After about a 5- to 10-minute dwell, Zuidema said, they rinsed the spent cleaner and the dissolved grime with low-pressure, low-volume water. The crew immediately vacuumed up the water into collection tanks. They used pH strips to ensure the collected rinse water was pH-neutral before release to the sanitary sewer.
“That’s another good thing about All Surface Cleaner,” Zuidema said. “It’s mildly alkaline, but by the time it has done its work and has been rinsed off, it’s very close to neutral.”
The vaulted tile ceiling of the cloister, a main passage extending nearly the length of the building, provided a particular challenge. Just to get to the ceiling, the team had to erect scaffolding. Then the scaffolding had to be completely tented in plastic to keep water from dripping and splashing into the space below during cleaning.
“You don’t want anything leaking in a building as priceless as this,” Zuidema said. “Not even water. In addition, you’ve got other trades installing their own material. That has to be protected, too.”
Other trades included Bulley and Andrews Masonry Restoration, whose masons repointed 100 percent of the hall’s 100,000-square-foot exterior. The interior needed less attention — mostly miscellaneous tuckpointing and limestone dutchman repair in the cloister and several chapels, said company president Chris Lee.
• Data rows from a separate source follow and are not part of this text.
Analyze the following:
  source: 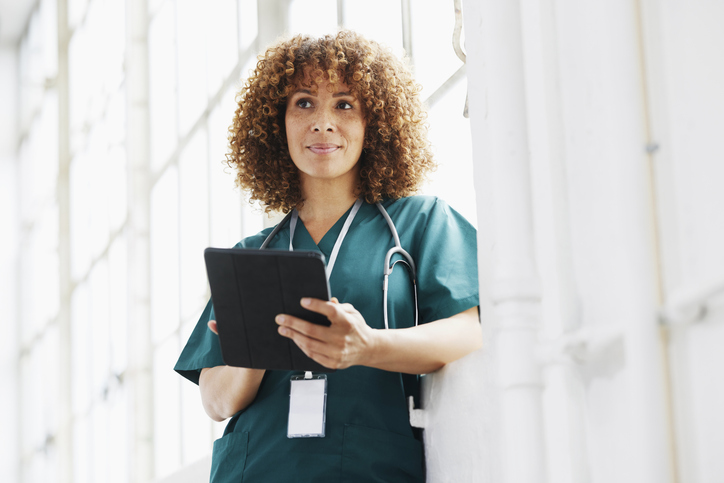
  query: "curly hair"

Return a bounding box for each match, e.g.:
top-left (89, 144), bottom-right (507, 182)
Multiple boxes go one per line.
top-left (226, 30), bottom-right (436, 213)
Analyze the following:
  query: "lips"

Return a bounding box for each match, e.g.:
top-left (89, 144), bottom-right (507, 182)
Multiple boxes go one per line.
top-left (307, 143), bottom-right (339, 154)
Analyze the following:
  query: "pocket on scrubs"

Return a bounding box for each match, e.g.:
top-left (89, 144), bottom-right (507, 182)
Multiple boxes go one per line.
top-left (210, 432), bottom-right (249, 483)
top-left (342, 425), bottom-right (425, 483)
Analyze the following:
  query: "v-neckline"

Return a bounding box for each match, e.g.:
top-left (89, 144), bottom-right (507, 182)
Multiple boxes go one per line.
top-left (293, 203), bottom-right (364, 258)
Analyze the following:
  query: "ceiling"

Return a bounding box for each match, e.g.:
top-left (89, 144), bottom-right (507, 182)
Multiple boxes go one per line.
top-left (0, 0), bottom-right (38, 46)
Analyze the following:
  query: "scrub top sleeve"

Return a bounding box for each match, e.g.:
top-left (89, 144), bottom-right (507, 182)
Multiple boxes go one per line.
top-left (416, 199), bottom-right (480, 323)
top-left (174, 300), bottom-right (224, 384)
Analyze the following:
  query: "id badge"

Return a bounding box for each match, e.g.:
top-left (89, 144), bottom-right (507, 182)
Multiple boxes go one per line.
top-left (287, 372), bottom-right (327, 438)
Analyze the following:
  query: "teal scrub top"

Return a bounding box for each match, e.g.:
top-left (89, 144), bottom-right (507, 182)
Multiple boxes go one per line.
top-left (175, 196), bottom-right (478, 483)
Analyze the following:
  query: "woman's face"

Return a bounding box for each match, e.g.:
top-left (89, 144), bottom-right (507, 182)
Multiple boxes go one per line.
top-left (284, 81), bottom-right (366, 186)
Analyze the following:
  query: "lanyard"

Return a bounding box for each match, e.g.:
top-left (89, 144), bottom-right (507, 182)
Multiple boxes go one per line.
top-left (289, 199), bottom-right (362, 280)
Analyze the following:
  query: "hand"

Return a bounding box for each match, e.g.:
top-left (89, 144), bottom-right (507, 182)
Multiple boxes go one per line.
top-left (276, 297), bottom-right (376, 369)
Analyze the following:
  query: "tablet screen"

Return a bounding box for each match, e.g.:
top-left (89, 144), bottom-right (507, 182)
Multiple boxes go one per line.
top-left (204, 248), bottom-right (332, 372)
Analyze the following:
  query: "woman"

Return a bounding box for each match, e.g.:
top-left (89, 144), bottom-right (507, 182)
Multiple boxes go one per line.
top-left (175, 31), bottom-right (481, 482)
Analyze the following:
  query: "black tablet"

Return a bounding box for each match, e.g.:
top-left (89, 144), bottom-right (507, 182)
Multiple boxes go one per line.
top-left (204, 248), bottom-right (332, 372)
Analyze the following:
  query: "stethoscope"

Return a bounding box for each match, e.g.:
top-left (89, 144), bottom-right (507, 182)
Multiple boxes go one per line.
top-left (259, 199), bottom-right (418, 329)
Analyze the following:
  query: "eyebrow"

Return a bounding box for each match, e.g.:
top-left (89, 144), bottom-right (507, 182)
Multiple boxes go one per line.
top-left (292, 89), bottom-right (354, 97)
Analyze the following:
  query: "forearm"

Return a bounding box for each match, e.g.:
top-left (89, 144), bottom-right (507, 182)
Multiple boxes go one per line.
top-left (364, 307), bottom-right (482, 374)
top-left (199, 366), bottom-right (264, 421)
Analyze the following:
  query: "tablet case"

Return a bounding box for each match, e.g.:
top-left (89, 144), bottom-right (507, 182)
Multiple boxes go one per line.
top-left (204, 248), bottom-right (333, 372)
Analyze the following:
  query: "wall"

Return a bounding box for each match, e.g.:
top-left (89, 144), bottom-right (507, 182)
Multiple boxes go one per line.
top-left (0, 46), bottom-right (22, 481)
top-left (425, 0), bottom-right (724, 483)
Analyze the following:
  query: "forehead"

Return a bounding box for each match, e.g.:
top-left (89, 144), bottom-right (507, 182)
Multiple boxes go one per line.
top-left (290, 67), bottom-right (350, 94)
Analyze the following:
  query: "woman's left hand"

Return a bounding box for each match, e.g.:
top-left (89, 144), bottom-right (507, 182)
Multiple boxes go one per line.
top-left (276, 297), bottom-right (375, 369)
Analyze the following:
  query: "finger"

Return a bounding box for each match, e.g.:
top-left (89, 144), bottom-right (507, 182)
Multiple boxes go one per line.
top-left (274, 314), bottom-right (326, 340)
top-left (301, 297), bottom-right (340, 320)
top-left (279, 327), bottom-right (339, 369)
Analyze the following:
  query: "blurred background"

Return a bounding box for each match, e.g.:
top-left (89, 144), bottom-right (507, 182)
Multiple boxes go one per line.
top-left (0, 0), bottom-right (724, 483)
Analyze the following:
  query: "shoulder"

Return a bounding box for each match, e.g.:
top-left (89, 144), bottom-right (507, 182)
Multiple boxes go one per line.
top-left (234, 226), bottom-right (274, 248)
top-left (383, 195), bottom-right (470, 226)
Masonry needed spot-patching throughout the building, and one doorway needed its stone jambs entirely reset.
Preliminary cleaning with 2010 All Surface Cleaner helped the architect and masons identify the areas needing repairs.
“That first cleaning made it easier to find hairline cracks or stones with bad corners,” Lee said. “There was a lot of dirt in there.”
The Indiana limestone surrounds on the cloister hall’s several dozen arched windows looking out to the exterior provided one of the most dramatic before-and-after effects. “They went from black to looking almost new,” Zuidema said.
That surprised Zuidema. “When they wanted to try 2010 All Surface Cleaner, and I saw how dirty that stone and brick was, I had my doubts,” he said. “It’s a mild product — we use it to wash our vehicles — but it tackled decades of moderate to severe staining on historic masonry.”
The detailed restoration cleaning and repair helped execute a design that garnered a 2014 Honor Award for Excellence in Planning from the Society for College and University Planning. The project also won a 2014 Honor Award for Design Excellence from the Boston Society of Architects — hard evidence that a soft approach works.